Francesca Marciano è una scrittrice attenta. Lo è soprattutto riguardo al suo lavoro e ciò che scrive è, oltre che finzione, riflessione sulla parola, sul linguaggio, sui tranelli che il linguaggio tende, sull’importanza che riveste in una vita la propria lingua madre e il linguaggio che si parla: che non sempre coincidono.
E se il linguaggio è in maniera forte comunicazione, relazione, scambio, la raccolta di racconti che Francesca Marciano ci permette di leggere è segnata da quello scambio, da quella comunicazione che le persone hanno fra loro quando si spostano.

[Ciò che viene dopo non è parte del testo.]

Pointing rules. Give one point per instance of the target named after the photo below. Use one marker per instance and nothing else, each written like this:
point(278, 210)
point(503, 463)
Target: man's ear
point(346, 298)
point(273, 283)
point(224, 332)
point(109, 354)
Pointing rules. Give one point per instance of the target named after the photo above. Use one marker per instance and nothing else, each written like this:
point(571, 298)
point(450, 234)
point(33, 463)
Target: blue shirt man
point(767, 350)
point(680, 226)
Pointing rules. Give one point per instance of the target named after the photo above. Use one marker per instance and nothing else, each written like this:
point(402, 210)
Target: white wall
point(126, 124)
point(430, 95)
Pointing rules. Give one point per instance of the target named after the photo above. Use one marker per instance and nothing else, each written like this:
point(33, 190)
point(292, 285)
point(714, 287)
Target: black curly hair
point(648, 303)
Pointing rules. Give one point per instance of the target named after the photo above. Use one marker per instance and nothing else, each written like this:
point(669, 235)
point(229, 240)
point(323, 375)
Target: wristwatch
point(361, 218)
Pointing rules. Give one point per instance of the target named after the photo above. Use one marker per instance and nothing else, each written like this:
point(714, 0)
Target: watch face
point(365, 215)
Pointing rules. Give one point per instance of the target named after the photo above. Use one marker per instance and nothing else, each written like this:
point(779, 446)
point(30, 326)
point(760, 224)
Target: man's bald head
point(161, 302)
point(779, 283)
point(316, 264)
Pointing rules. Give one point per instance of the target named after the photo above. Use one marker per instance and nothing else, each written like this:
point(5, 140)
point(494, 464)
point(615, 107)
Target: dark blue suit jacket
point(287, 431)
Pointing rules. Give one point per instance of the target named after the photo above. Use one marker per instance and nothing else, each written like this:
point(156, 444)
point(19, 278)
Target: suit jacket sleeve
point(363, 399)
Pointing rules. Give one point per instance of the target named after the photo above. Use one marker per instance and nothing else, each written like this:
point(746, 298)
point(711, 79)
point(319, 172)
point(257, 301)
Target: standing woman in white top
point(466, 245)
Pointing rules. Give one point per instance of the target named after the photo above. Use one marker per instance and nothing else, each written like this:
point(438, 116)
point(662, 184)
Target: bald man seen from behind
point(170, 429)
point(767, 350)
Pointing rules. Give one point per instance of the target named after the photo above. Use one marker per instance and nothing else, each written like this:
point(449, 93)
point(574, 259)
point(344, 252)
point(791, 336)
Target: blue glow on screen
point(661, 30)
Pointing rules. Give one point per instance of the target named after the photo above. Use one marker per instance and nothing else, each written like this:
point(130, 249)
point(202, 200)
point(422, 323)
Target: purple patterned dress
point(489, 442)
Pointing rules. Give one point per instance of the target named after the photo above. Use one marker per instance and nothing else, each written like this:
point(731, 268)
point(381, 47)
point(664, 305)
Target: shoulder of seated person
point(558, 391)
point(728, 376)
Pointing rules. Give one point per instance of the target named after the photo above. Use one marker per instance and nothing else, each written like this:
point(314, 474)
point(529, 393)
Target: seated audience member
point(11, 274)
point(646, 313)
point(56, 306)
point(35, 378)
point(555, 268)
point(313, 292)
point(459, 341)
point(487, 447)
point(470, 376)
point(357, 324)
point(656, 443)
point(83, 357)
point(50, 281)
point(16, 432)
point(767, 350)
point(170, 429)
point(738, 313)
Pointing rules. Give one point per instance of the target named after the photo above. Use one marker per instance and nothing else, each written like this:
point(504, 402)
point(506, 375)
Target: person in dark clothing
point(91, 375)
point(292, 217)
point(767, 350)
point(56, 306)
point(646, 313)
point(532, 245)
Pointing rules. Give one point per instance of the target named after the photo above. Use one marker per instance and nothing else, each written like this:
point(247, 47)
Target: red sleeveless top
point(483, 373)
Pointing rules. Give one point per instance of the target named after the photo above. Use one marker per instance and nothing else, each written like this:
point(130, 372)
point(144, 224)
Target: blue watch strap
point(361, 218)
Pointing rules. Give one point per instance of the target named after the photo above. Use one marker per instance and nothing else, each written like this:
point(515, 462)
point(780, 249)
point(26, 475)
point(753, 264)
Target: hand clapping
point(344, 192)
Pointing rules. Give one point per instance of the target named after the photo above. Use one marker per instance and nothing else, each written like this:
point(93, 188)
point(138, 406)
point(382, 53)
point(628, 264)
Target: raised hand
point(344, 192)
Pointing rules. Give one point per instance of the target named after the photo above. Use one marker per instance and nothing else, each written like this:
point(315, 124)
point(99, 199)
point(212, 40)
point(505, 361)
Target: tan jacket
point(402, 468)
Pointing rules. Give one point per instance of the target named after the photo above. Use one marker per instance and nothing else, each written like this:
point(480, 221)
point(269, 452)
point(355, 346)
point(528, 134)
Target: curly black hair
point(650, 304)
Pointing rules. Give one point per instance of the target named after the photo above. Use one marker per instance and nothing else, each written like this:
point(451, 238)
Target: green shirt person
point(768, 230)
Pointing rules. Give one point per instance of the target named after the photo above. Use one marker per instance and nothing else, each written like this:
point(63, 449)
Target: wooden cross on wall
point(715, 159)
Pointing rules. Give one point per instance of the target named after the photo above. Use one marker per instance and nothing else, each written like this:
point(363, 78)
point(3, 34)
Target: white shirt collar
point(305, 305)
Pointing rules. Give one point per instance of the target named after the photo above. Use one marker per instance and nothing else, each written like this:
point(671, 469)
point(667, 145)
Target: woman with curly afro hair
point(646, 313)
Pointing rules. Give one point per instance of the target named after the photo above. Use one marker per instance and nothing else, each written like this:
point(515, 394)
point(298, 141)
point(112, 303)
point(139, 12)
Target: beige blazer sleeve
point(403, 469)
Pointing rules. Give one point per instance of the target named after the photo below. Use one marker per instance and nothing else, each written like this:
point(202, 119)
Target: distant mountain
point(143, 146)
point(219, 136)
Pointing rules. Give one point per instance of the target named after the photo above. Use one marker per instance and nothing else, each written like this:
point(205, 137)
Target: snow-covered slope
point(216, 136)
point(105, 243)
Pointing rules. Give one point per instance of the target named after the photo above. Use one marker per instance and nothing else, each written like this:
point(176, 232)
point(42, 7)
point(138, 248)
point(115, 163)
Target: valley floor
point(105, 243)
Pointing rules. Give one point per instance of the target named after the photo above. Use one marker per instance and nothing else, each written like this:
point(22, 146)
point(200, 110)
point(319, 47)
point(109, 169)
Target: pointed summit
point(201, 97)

I protagonisti delle storie, quasi sempre donne, sono colti in momenti nei quali vivono in larga misura eccentrici rispetto al fuoco delle loro vite, temporaneamente in alcuni casi, definitivamente in altri. Questa è tuttavia l’idea di base che unisce le storie e che Francesca afferma in alcuni passaggi: condursi fuori dalla propria esistenza è assieme tradursi e tradirsi; ed è grazie a questo tradimento e allo straniamento che ne consegue che ci è permessa la comprensione (di mode, pose, stereotipi, meccanismi). Troppo spesso la vita è un muoversi ripetitivo nel binario della routine e solo un evento improvviso ed imprevisto permette di uscire dal solco, di sterzare, di ricominciare:
”La sua nuova vita la stava aspettando dietro l’angolo. Bastava solo saltarci dentro. Non c’era nulla da temere. Dopotutto i grandi cambiamenti arrivano così, senza preavviso, come le alluvioni o gli incendi”.
L’incontro con l’altro e la messa in discussione delle parole con le quali comunichiamo sono in questi racconti l’evento che squilibra e decentra, permettendo di riassestare i confini della propria esistenza, indipendentemente dall’isola che abitiamo, dall’isola che siamo.